To this grave indictment Cogan replied, denying the trespass, and alleging that the two manors adjoined, and that the abbot desired to “lift” furcæ, etc., the property of Cogan, whereupon he instructed his men to prevent him, which they did. Now as to those furcæ. Writing aforetime on the subject, I fell into the pardonable error, if error it be, of supposing that the term, being employed in an agricultural or pastoral context, denoted “pitchforks.” It is my present

belief that these furcæ were the kind of thing that gave its name to Forches Corner, just over the Somerset border—in other words, gallows. The abbot, as lord of Broadhembury, had not only assize of bread and beer in that manor, but, very certainly, a gallows. The Lady Amicia, Countess of Devon, had at least one gallows, and considering the extent of her domains, probably gallows galore; and apparently John Cogan had one. The Abbot of Dunkeswell, it seems to me, must have had at least two. If this reading be correct, the undignified squabble was all about that grisly symbol of mortality and power.

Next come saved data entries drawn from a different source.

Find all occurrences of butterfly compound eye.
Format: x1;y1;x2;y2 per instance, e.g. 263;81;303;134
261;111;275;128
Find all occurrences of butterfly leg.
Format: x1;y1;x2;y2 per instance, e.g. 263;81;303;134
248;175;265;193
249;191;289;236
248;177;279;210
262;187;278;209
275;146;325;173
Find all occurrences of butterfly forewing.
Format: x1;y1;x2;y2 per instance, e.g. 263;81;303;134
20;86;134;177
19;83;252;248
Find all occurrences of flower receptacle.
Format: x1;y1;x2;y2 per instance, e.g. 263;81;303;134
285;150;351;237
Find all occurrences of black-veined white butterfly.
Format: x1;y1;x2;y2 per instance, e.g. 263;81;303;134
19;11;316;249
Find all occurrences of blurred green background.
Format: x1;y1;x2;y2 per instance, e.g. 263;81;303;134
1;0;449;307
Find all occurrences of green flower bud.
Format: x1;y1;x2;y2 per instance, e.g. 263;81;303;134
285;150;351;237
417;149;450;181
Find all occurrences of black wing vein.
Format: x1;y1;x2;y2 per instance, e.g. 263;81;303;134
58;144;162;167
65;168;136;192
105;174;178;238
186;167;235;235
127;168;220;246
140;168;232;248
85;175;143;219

It is possible that a distorted version of this affair yet lingers in Culmstock tradition. I have heard from a Methuselah of the place that, according to an old tale, a band of freebooters named Sylvester made an eyry of Hackpen, whence they descended to the more fertile regions below, raiding the farms, and carrying off the fleecy spoil to their hold on the hill.

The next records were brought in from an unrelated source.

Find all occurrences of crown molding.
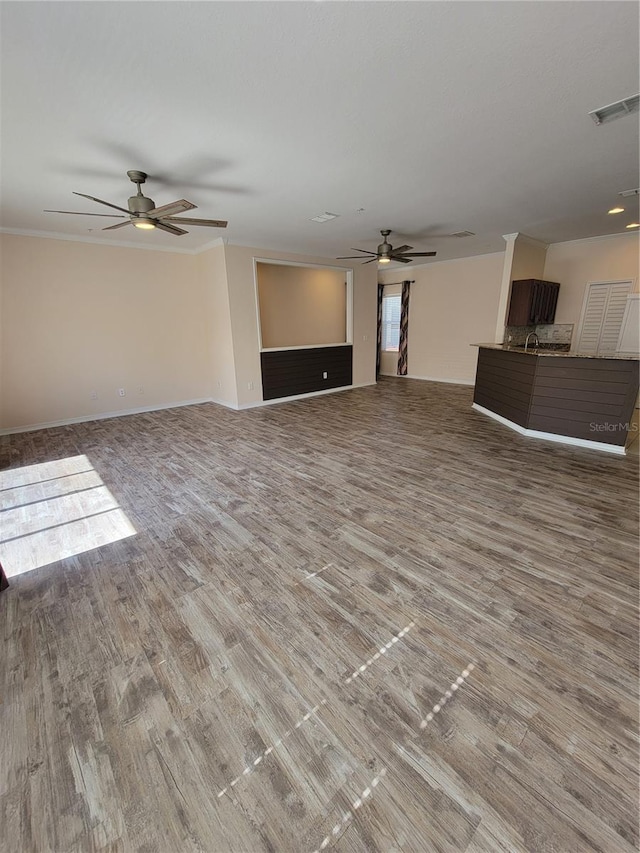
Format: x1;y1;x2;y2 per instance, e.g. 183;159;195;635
501;232;548;249
0;226;199;254
515;233;548;249
547;230;639;249
380;248;504;276
192;236;226;253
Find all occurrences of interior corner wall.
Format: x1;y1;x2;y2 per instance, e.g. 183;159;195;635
222;244;378;408
379;252;505;384
0;233;212;431
494;234;548;338
197;244;238;408
509;237;548;282
543;232;640;326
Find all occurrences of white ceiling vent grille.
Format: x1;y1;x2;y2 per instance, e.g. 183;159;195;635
589;94;639;125
310;212;339;223
619;188;640;198
450;230;475;238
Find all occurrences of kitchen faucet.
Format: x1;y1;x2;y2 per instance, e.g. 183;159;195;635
524;331;540;352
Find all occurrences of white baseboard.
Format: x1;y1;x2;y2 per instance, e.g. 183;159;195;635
0;397;212;435
235;382;375;410
380;372;474;387
471;403;627;456
1;382;380;432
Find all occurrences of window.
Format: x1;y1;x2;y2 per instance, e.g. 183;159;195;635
381;294;401;351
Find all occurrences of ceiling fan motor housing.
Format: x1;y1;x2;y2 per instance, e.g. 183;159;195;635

On the break-up of the monastery the site of the buildings, the home farm, and other lands were assigned by letters patent to John, Lord Russell, who showed himself an utter vandal. The lead of the roofs and the bells, of which there were four in the church tower, were the special objects of his rapacity; but all was grist that came to his mill, and, as the result, the fabric was left in a condition in which it was bound to become “to hastening ills a prey.” As there was never an abbey at Culmstock, either Canonsleigh or Dunkeswell probably served as a model for the ruins described in Perlycross. The latter is the more likely, owing to the presence of the “district” church built by Mrs Simcoe, close to the remains of the ancient abbey.

At the southern end of the Blackdowns is Hembury Fort, an old British encampment, of triple formation and considerable extent, which commands perhaps the finest view in the neighbourhood. It is believed by some to have been also a Roman station—the Moridunum (or Muridunum) of Antonine. On this point, however, there is considerable doubt, there being other claimants, of which High Peak on the coast is one, and Honiton another. The very latest view of the matter is that given by Canon Raven in The Antiquary of December 1904, in which he inclines to the opinion that the legion divided the year between a winter at Honiton and a summer at Hembury, with the advantage of a strong fort to retire upon in case of Dumnonian risings.

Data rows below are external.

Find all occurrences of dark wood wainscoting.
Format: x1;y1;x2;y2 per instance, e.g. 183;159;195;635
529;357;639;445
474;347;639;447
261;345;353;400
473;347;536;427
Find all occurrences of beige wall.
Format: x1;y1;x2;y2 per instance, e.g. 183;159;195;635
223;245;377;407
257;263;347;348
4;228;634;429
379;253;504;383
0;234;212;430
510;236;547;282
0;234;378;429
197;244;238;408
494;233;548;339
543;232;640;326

In writing of these distant ages, I have often felt how remote they are in another sense. Such a term as “Dumnonian,” for instance, though we know its geographical significance as referring to the inhabitants of south-west Britain—how little it conveys, and perhaps can be made to convey, to us of the life that people lived, even if we are sure that beneath their breasts beat human hearts like our own, with interests and affections strong and manifold! Much gratitude, therefore, is due to the late Rev. William Barnes, author of the classic Dorset poems, for his bold attempt to reconstruct for us the mode of existence and surroundings of those ancient Britons, of whom all have heard from their childhood. This also may be poetry, but it is worth perusing only as such. The picture he describes is that of a little pastoral settlement occupying a valley, and finding refuge in time of war in a great camp that crowns a neighbouring hill; and the season is the end of summer, after the reaping of oats and rye and the mowing of lawns and meadows round the homesteads.